In response to their interest, the administration provided trustees with information on the net revenue per student by $1,000 increments, peer data on discount rates and net revenue, the reasons for the surprising number of registered and deposited new students who cancelled after August 1st, and future enrollment and revenue projections. The vitality committee members then considered the likely consequences of a tuition reduction on enrollment and revenue before choosing to recommend the reduction to the entire board. At the annual board retreat, the question loomed large: Was the board prepared to approve such a reduction?

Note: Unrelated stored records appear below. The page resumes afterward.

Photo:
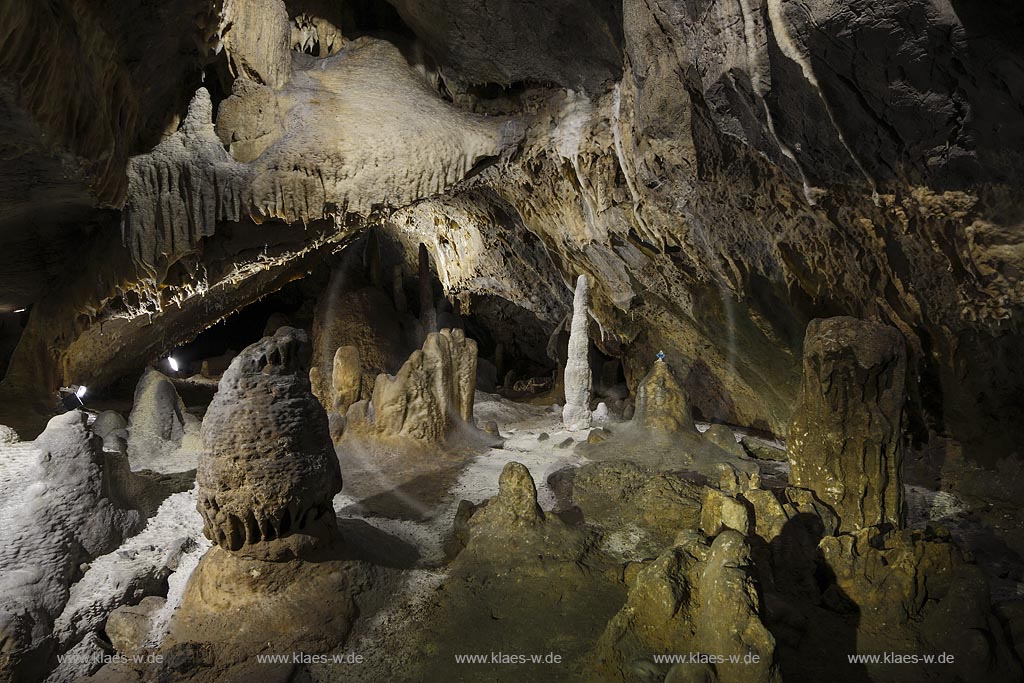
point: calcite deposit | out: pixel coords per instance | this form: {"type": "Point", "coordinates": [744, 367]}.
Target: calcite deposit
{"type": "Point", "coordinates": [267, 471]}
{"type": "Point", "coordinates": [846, 440]}
{"type": "Point", "coordinates": [640, 329]}
{"type": "Point", "coordinates": [431, 394]}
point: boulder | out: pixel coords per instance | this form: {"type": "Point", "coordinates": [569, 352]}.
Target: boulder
{"type": "Point", "coordinates": [660, 402]}
{"type": "Point", "coordinates": [694, 597]}
{"type": "Point", "coordinates": [128, 627]}
{"type": "Point", "coordinates": [346, 378]}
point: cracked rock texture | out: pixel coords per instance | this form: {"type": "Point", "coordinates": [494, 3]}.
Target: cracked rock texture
{"type": "Point", "coordinates": [56, 517]}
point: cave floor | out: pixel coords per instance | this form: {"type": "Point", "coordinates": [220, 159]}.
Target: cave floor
{"type": "Point", "coordinates": [397, 514]}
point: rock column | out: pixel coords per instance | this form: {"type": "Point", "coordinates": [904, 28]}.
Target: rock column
{"type": "Point", "coordinates": [579, 381]}
{"type": "Point", "coordinates": [845, 438]}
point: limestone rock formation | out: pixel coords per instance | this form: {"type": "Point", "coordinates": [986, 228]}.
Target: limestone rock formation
{"type": "Point", "coordinates": [128, 627]}
{"type": "Point", "coordinates": [346, 379]}
{"type": "Point", "coordinates": [160, 428]}
{"type": "Point", "coordinates": [56, 516]}
{"type": "Point", "coordinates": [723, 437]}
{"type": "Point", "coordinates": [693, 598]}
{"type": "Point", "coordinates": [433, 391]}
{"type": "Point", "coordinates": [268, 471]}
{"type": "Point", "coordinates": [113, 428]}
{"type": "Point", "coordinates": [364, 318]}
{"type": "Point", "coordinates": [579, 378]}
{"type": "Point", "coordinates": [635, 503]}
{"type": "Point", "coordinates": [660, 402]}
{"type": "Point", "coordinates": [846, 438]}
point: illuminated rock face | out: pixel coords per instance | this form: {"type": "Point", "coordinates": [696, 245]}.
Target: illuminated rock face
{"type": "Point", "coordinates": [579, 379]}
{"type": "Point", "coordinates": [846, 437]}
{"type": "Point", "coordinates": [268, 469]}
{"type": "Point", "coordinates": [660, 403]}
{"type": "Point", "coordinates": [432, 392]}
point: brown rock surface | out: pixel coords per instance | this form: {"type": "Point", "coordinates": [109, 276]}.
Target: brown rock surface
{"type": "Point", "coordinates": [846, 438]}
{"type": "Point", "coordinates": [268, 471]}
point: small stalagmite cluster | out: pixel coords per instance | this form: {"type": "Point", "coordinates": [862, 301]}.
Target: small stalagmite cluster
{"type": "Point", "coordinates": [430, 395]}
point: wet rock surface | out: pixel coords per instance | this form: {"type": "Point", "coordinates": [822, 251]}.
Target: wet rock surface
{"type": "Point", "coordinates": [268, 472]}
{"type": "Point", "coordinates": [846, 436]}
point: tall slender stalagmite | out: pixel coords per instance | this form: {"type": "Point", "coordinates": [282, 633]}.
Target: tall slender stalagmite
{"type": "Point", "coordinates": [577, 414]}
{"type": "Point", "coordinates": [428, 315]}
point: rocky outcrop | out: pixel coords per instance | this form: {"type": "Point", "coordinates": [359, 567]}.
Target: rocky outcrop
{"type": "Point", "coordinates": [660, 402]}
{"type": "Point", "coordinates": [430, 395]}
{"type": "Point", "coordinates": [346, 378]}
{"type": "Point", "coordinates": [162, 434]}
{"type": "Point", "coordinates": [57, 517]}
{"type": "Point", "coordinates": [641, 509]}
{"type": "Point", "coordinates": [579, 377]}
{"type": "Point", "coordinates": [364, 318]}
{"type": "Point", "coordinates": [846, 439]}
{"type": "Point", "coordinates": [268, 471]}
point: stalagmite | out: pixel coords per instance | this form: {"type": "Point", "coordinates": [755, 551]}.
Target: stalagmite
{"type": "Point", "coordinates": [577, 413]}
{"type": "Point", "coordinates": [845, 440]}
{"type": "Point", "coordinates": [428, 315]}
{"type": "Point", "coordinates": [268, 470]}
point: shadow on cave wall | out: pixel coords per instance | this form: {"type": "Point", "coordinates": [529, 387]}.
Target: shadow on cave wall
{"type": "Point", "coordinates": [813, 621]}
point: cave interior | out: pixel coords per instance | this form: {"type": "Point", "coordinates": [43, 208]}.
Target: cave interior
{"type": "Point", "coordinates": [597, 341]}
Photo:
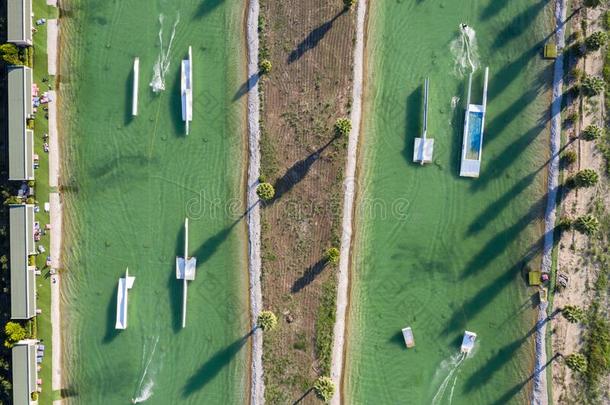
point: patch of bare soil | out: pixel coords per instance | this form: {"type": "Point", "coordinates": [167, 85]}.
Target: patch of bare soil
{"type": "Point", "coordinates": [310, 45]}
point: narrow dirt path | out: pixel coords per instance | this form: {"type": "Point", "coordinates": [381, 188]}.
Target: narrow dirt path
{"type": "Point", "coordinates": [257, 388]}
{"type": "Point", "coordinates": [348, 205]}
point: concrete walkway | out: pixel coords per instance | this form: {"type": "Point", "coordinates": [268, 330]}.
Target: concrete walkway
{"type": "Point", "coordinates": [348, 206]}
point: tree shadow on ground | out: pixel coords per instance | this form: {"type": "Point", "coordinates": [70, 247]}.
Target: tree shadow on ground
{"type": "Point", "coordinates": [297, 172]}
{"type": "Point", "coordinates": [415, 108]}
{"type": "Point", "coordinates": [247, 86]}
{"type": "Point", "coordinates": [313, 39]}
{"type": "Point", "coordinates": [310, 274]}
{"type": "Point", "coordinates": [210, 369]}
{"type": "Point", "coordinates": [206, 7]}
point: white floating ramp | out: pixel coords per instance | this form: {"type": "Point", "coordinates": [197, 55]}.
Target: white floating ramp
{"type": "Point", "coordinates": [407, 334]}
{"type": "Point", "coordinates": [186, 89]}
{"type": "Point", "coordinates": [125, 284]}
{"type": "Point", "coordinates": [422, 152]}
{"type": "Point", "coordinates": [468, 341]}
{"type": "Point", "coordinates": [474, 124]}
{"type": "Point", "coordinates": [185, 270]}
{"type": "Point", "coordinates": [136, 80]}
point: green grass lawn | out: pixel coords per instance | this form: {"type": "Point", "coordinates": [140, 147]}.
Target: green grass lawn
{"type": "Point", "coordinates": [43, 321]}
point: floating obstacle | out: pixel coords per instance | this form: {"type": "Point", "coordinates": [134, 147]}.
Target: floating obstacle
{"type": "Point", "coordinates": [422, 151]}
{"type": "Point", "coordinates": [125, 284]}
{"type": "Point", "coordinates": [407, 335]}
{"type": "Point", "coordinates": [185, 269]}
{"type": "Point", "coordinates": [136, 79]}
{"type": "Point", "coordinates": [186, 89]}
{"type": "Point", "coordinates": [474, 123]}
{"type": "Point", "coordinates": [468, 341]}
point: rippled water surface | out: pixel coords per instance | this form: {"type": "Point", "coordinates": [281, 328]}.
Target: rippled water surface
{"type": "Point", "coordinates": [434, 251]}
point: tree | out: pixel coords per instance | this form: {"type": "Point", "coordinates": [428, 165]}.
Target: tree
{"type": "Point", "coordinates": [324, 388]}
{"type": "Point", "coordinates": [591, 133]}
{"type": "Point", "coordinates": [265, 66]}
{"type": "Point", "coordinates": [593, 85]}
{"type": "Point", "coordinates": [596, 40]}
{"type": "Point", "coordinates": [14, 333]}
{"type": "Point", "coordinates": [573, 313]}
{"type": "Point", "coordinates": [586, 224]}
{"type": "Point", "coordinates": [584, 178]}
{"type": "Point", "coordinates": [343, 127]}
{"type": "Point", "coordinates": [577, 362]}
{"type": "Point", "coordinates": [267, 321]}
{"type": "Point", "coordinates": [265, 191]}
{"type": "Point", "coordinates": [332, 255]}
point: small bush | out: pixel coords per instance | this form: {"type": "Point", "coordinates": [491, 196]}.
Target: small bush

Conversation was wide-ranging. Was the August student melt a one-time phenomenon or the declaration of increasing cost sensitivity? Had we passed the tipping point when the cachet of high price and the appeal of high aid were outweighed by a focus on real cost? Do high price tags keep middle-income students from looking at private institutions? If few students pay the high price, why advertise it? Would a tuition reduction be seen as a desperation move, even though the university had experienced 10 years of growth before one year of decline in new students? Would the reduction inappropriately distract attention from the expansion and efficiency strategies also being approved? Could the decision be explained adequately to returning students, who weren’t getting a reduction, so that they wouldn’t expect lower fees?

In finally deciding to adopt the reduction, the board took three significant steps. It changed the reduction from 20 percent to 22 percent because it felt that a cap of $19,500 was more marketable than a cap of $20,000. It revised the administration’s suggestion that tuition for returning students be frozen and adopted a 2 percent increase with the provision that each returning student would be guaranteed $6,000 in institutional aid, so as not to exceed the cap. Finally, board members were led by a trustee who is president of a public-relations firm in sketching out a strategy for announcing the tuition reduction.

In the end, board members exemplified how superior boards operate: (a) They were familiar with the issues, (b) they expected and were given contextual information and scenario forecasts, (c) they were accustomed to being highly engaged in issues, and (d) their deliberations were candid, wide-ranging, and intensive.